Dès le début, on comprend que l’on a quitté l’univers du Val d’ Aoste, la morgue éternelle de Rocco Schiavone et son talent de fin limier quand arrive la narration du braquage raté, enfin, en partie raté. Point de psychologie ici, on entre immédiatement dans l’action avec ces truands romains de petite envergure à la recherche d’un magot disparu. Il est évident que le paquet de fric qui a disparu durant les différentes péripéties post plantage du braquage de banque intéresse beaucoup de monde et que chacun jouera sa propre partition pour le garder ou pour le récupérer.

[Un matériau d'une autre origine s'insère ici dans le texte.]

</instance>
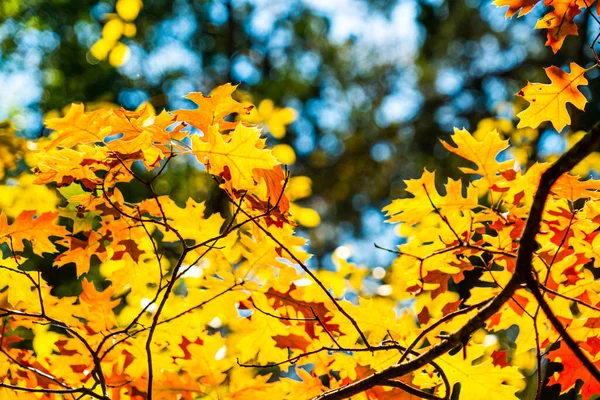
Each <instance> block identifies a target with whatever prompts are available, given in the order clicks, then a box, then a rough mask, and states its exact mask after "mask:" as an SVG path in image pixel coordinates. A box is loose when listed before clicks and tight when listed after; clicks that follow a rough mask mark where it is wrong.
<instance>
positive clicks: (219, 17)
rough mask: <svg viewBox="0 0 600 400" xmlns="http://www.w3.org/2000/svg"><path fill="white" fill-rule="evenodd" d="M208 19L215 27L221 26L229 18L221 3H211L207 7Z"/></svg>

Entamé comme un grosse farce italienne, le roman évolue petit à petit vers un roman beaucoup plus sombre, violent, inspirant des craintes pour certains personnages à qui on s’est attaché assez rapidement vu la chape de plomb qui s’est abattu sur eux. Certains personnages, pas tous car il y a quand même pas mal de salopards, de félons au mètre carré dans cette affaire. Si “la course des rats” n’est certainement pas du niveau de la série Rocco Schiavone, s’il oublie trop à mon goût le superbe décor romain, il montre néanmoins une autre facette du talent de Manzini et offre un plaisir de lecture tout à fait recommandable, sans prise de tête, sans prétention intellectuelle, du « fun » tout simplement et c’est déjà si rare.

Wollanup


LE DERNIER PÉCHÉ de Rebecka Alden / Denoël.

Traduction : Lucas Messmer (suédois)

 

« Vous pensiez qu’il n’existait que sept péchés capitaux? Voici le huitième, et il est redoutable…
Brillante auteure et conférencière, Nora sait convaincre son public que le bonheur et la réussite sont à la portée de chacun, pour peu que l’on s’en donne la peine.
Ce bonheur, elle a décidé de le construire après son accident, survenu dix ans plus tôt lorsqu’elle est tombée du septième étage et a miraculeusement survécu.
Elle vit à présent avec son mari, Frank, qui est aussi son agent, et leurs deux enfants, dans un quartier résidentiel cossu. Une fois par an, Nora organise pour tout le voisinage une somptueuse fête où elle joue à merveille son rôle d’hôtesse.
Mais ce tableau idyllique est un jour bousculé par l’arrivée de Klara, qui s’installe dans la maison d’en face. Alors que Nora s’attaque à son prochain best-seller – un roman sur les sept péchés capitaux –, Klara se montre une voisine de plus en plus présente. Charmante et gaie, elle séduit tout le monde. Seule Nora ressent un profond malaise. Petit à petit, des fragments de son passé lui reviennent et un soupçon se met à la hanter : et si cette chute, dix ans plus tôt, n’avait pas été accidentelle? »

La proposition était alléchante, elle possédait des atouts. Mais l’emballage présente plus d’attraits que la confiserie.

Un couple mène une existence quasi bucolique dans un cadre où voisinage et activités professionnelles communient dans un bel équilibre. Celui-ci se rompt à l’apparition d’une étrange résidente. La vie de Nora jouit de même d’une cadence, de réglages dignes des plus illustres horlogers helvétiques. Mais voilà cette dérangeante voisine instillera le grain de sable dans le mécanisme huilé. Et le temps printanier laissera la place à un climat gris et tumultueux. Entre analyse psychologique déroutante et suspense pavé d’évidences lestes, le récit se veut tel une toile arachnéenne.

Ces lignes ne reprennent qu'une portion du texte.